Sobór Watykański II był punktem zwrotnym w katolicyzmie. Było to spotkanie wszystkich biskupów kościoła, które odbyło się w latach 1962-1965 i wyznaczyło nowy kierunek interakcji Kościoła ze współczesnym światem. Podczas soboru Kościół rzymskokatolicki wydał dekret o stosunkach z niechrześcijanami zwany Nostra aetate.

Image
Image

Dokument ten potwierdził, że kościół powstał z narodu żydowskiego i stwierdził, że Żydzi nie powinni być pociągnięci do odpowiedzialności za śmierć Jezusa. Ponadto Nostra Aetate deklaruje, że potępia nienawiść, prześladowania, przejawy antysemityzmu skierowane przeciwko Żydom w dowolnym czasie i przez kogokolwiek.

Zmiana świadomości

W wyniku tego dekretu Kościół rzymskokatolicki rozpoczął skoordynowany wysiłek, który trwa do dziś. Chrześcijanie zdają sobie sprawę z tego, że naród żydowski nie jest winny śmierci Chrystusa, a duchowni wzywają do lepszych relacji z narodem żydowskim poprzez prowadzenie rozszerzonych dialogów.

Chociaż niektóre kościoły nadal używają słowa „nagana” podczas ich nabożeństw w Wielki Piątek, negatywne wersety o Żydach są usuwane.
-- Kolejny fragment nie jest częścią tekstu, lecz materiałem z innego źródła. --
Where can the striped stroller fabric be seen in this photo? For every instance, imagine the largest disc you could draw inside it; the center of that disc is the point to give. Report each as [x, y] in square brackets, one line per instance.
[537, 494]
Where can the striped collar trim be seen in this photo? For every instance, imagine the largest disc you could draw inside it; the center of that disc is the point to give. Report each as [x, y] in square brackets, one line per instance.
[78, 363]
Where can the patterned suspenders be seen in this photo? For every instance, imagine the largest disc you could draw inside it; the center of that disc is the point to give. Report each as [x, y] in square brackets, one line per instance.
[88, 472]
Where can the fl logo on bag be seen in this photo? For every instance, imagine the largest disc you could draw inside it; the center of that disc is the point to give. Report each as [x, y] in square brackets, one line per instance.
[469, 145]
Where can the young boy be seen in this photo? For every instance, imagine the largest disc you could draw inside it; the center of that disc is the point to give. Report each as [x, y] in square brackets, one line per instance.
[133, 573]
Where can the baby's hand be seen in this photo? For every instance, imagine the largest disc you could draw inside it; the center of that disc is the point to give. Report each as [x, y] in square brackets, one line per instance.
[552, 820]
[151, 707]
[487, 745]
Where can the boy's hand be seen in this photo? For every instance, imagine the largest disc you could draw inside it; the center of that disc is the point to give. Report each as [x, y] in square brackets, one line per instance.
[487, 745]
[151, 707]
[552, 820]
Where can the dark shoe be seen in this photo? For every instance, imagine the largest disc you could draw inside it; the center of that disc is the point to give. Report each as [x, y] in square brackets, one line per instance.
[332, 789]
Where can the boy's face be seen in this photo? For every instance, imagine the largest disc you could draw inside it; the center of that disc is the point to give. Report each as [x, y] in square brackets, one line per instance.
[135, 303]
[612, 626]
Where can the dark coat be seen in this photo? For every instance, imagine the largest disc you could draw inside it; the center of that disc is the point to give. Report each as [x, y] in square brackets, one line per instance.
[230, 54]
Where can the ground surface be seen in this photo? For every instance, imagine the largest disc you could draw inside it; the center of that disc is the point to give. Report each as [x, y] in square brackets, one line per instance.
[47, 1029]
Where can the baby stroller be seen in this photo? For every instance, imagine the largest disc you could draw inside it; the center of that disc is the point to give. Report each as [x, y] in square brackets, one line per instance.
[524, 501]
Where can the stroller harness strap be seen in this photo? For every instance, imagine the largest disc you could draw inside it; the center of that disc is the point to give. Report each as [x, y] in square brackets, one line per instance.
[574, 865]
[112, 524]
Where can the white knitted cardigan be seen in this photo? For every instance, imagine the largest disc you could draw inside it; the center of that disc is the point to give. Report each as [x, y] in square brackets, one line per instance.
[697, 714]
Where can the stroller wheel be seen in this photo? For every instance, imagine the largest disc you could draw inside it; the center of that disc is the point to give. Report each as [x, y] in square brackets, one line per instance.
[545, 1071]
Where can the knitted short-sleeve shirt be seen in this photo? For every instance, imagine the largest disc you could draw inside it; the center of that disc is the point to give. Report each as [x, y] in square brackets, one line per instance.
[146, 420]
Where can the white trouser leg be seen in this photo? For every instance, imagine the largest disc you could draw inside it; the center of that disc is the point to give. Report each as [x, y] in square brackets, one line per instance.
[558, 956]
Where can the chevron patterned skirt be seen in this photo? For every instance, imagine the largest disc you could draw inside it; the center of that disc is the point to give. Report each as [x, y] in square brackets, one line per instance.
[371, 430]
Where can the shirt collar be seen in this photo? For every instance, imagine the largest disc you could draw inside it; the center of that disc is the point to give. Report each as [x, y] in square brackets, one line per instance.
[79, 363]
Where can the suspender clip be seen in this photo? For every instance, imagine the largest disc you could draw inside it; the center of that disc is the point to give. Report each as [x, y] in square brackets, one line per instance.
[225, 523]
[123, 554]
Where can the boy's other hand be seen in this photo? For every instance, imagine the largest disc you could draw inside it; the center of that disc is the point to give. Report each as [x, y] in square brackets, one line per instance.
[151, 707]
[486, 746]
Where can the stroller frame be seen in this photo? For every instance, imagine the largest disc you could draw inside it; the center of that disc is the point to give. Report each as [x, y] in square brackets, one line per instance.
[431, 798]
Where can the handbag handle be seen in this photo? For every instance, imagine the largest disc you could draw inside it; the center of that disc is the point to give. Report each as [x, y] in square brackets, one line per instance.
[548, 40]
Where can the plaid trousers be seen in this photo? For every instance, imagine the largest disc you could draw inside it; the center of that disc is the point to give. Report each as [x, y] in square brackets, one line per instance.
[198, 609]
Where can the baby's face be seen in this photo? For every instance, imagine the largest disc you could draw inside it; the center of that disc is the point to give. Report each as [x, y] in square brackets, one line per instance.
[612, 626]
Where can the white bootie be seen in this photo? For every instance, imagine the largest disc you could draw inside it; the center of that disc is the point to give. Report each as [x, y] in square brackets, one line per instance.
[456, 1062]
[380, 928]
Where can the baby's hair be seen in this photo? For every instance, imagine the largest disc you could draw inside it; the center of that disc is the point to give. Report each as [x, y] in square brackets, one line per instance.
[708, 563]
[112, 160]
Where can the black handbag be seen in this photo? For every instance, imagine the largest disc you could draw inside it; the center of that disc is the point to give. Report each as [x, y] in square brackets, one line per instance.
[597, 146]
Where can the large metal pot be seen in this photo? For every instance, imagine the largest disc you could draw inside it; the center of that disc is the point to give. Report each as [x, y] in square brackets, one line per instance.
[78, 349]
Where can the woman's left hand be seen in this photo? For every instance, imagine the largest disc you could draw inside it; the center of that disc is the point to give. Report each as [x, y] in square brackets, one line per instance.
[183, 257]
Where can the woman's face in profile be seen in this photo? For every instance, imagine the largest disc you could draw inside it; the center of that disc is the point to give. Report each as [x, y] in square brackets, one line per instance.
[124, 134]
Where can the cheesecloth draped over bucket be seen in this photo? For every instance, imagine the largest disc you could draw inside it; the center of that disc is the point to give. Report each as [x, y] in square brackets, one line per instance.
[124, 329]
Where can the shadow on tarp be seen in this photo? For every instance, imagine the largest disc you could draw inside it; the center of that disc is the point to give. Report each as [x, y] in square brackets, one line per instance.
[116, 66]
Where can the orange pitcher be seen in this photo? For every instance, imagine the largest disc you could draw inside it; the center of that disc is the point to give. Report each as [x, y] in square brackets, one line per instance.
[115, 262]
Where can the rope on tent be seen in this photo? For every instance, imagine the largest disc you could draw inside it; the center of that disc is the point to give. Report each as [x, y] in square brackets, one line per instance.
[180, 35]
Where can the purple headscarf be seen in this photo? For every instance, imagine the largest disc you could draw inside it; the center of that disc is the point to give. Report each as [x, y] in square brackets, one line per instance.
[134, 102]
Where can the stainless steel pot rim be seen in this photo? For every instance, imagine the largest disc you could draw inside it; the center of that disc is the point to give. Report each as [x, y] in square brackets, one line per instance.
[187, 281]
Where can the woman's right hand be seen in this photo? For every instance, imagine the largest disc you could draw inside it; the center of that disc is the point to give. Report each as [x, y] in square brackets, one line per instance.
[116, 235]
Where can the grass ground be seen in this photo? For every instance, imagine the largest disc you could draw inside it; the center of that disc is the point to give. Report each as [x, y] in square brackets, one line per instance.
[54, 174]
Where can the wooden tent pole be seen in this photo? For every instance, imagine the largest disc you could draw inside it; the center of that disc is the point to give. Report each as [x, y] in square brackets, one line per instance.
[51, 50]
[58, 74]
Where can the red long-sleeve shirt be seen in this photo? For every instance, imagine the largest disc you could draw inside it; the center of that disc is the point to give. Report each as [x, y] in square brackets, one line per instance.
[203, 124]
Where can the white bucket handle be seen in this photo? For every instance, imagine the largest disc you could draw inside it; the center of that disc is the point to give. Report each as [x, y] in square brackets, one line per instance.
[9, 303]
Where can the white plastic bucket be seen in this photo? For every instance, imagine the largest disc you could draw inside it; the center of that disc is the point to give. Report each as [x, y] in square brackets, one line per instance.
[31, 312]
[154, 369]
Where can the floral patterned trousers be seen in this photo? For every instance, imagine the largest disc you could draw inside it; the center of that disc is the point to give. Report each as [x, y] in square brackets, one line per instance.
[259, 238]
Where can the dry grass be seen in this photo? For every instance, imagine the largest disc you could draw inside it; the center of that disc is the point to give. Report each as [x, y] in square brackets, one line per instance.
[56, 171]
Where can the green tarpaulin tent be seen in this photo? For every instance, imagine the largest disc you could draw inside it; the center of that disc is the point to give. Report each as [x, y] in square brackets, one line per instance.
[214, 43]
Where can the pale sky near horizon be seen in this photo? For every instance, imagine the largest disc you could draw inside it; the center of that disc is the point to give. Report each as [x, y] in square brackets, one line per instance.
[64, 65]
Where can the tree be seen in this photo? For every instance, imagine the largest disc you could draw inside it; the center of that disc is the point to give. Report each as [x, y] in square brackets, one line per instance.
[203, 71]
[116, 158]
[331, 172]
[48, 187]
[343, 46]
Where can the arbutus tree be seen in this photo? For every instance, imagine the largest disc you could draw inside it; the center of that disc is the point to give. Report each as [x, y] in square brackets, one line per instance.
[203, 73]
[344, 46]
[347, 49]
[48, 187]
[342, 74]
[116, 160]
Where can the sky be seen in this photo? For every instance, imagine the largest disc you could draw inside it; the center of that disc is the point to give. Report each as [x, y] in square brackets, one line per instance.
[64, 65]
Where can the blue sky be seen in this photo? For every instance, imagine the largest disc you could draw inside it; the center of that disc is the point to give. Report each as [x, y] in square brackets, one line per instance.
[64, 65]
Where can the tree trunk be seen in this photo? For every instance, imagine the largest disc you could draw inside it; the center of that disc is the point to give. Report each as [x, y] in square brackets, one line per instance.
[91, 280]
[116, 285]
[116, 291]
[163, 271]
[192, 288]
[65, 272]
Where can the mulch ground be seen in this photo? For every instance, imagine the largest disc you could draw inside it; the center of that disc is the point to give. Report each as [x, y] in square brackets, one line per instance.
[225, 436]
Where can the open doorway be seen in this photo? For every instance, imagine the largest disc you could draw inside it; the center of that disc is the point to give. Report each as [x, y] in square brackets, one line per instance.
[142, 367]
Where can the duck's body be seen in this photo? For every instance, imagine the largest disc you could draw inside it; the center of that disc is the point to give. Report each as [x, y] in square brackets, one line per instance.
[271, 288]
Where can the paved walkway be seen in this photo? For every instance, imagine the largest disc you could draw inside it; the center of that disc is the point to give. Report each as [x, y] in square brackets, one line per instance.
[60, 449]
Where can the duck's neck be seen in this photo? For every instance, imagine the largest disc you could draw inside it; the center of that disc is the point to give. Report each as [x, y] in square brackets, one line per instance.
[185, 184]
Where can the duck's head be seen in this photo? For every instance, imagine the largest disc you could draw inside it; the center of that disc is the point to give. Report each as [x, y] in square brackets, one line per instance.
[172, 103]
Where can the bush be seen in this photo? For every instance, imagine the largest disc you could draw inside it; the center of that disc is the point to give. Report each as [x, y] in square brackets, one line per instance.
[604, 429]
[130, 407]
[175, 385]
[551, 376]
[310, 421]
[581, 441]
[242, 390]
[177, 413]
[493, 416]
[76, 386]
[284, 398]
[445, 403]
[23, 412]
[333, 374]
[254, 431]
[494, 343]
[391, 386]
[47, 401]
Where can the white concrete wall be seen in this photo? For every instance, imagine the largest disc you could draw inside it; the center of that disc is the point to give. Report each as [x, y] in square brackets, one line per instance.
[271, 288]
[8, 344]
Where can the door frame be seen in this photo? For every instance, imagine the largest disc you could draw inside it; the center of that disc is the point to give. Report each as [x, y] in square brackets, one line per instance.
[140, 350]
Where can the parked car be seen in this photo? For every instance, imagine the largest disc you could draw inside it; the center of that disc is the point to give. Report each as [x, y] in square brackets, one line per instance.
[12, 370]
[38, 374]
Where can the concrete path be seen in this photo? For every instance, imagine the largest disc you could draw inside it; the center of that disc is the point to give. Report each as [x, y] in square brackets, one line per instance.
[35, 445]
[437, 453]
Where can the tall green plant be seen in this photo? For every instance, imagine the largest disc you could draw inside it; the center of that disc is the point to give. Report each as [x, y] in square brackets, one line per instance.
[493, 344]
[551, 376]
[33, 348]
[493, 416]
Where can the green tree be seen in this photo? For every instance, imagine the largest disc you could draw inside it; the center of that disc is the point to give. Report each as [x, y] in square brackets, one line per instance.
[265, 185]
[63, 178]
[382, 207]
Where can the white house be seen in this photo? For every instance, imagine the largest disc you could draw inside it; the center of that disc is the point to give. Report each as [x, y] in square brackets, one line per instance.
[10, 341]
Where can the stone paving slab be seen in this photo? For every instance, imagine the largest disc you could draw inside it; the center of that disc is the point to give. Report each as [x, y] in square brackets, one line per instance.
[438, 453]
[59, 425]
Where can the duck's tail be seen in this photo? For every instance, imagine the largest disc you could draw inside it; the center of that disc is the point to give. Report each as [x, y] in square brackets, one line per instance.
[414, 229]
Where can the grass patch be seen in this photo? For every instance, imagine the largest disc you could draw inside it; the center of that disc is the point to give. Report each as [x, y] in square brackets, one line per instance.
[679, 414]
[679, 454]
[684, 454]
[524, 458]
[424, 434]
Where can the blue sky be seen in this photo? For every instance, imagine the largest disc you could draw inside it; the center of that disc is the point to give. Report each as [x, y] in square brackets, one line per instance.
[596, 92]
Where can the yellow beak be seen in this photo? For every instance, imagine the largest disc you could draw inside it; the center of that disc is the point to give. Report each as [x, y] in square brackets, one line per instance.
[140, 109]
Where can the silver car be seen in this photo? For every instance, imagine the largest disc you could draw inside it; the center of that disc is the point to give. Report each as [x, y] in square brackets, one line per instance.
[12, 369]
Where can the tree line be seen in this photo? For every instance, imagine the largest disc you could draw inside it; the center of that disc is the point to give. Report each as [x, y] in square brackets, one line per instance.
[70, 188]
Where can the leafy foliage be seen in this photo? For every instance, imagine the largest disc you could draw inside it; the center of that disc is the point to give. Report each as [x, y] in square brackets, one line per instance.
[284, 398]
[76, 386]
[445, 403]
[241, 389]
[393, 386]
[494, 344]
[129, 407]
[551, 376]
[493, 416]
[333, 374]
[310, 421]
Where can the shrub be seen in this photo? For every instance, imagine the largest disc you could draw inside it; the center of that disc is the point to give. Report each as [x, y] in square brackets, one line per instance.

Wśród rzymsko-katolickich zrewidowana modlitwa o nawrócenie Żydów jest nadal dozwolona, chociaż tylko w łacińskiej wersji liturgii.

Nowa wersja modlitwy

Najpopularniejsza wersja nabożeństwa Wielkiego Piątku używana przez rzymskich katolików ma teraz nową modlitwę.

Mniej więcej w tym samym czasie po Holokauście wiele kościołów protestanckich w Europie i Ameryce Północnej również pracowało nad zrewidowaniem swoich nabożeństw Wielkiego Tygodnia, aby uniknąć antyżydowskiego języka.

Praca do wykonania

Jednak jest jeszcze wiele do zrobienia na nabożeństwach Wielkiego Tygodnia, w tym w kościołach episkopalnych.

W kościele Ewangelia Jana pozostaje jedyną autorytatywną opowieścią o nabożeństwie w Wielki Piątek. Podczas gdy czytanie Ewangelii Jana wyraźnie odradza przemoc wobec Żydów, pozostawienie tego czytania jako jedynej opcji na Wielki Piątek może pokazać niechęć kościoła instytucjonalnego do konfrontacji z historią jej użycia.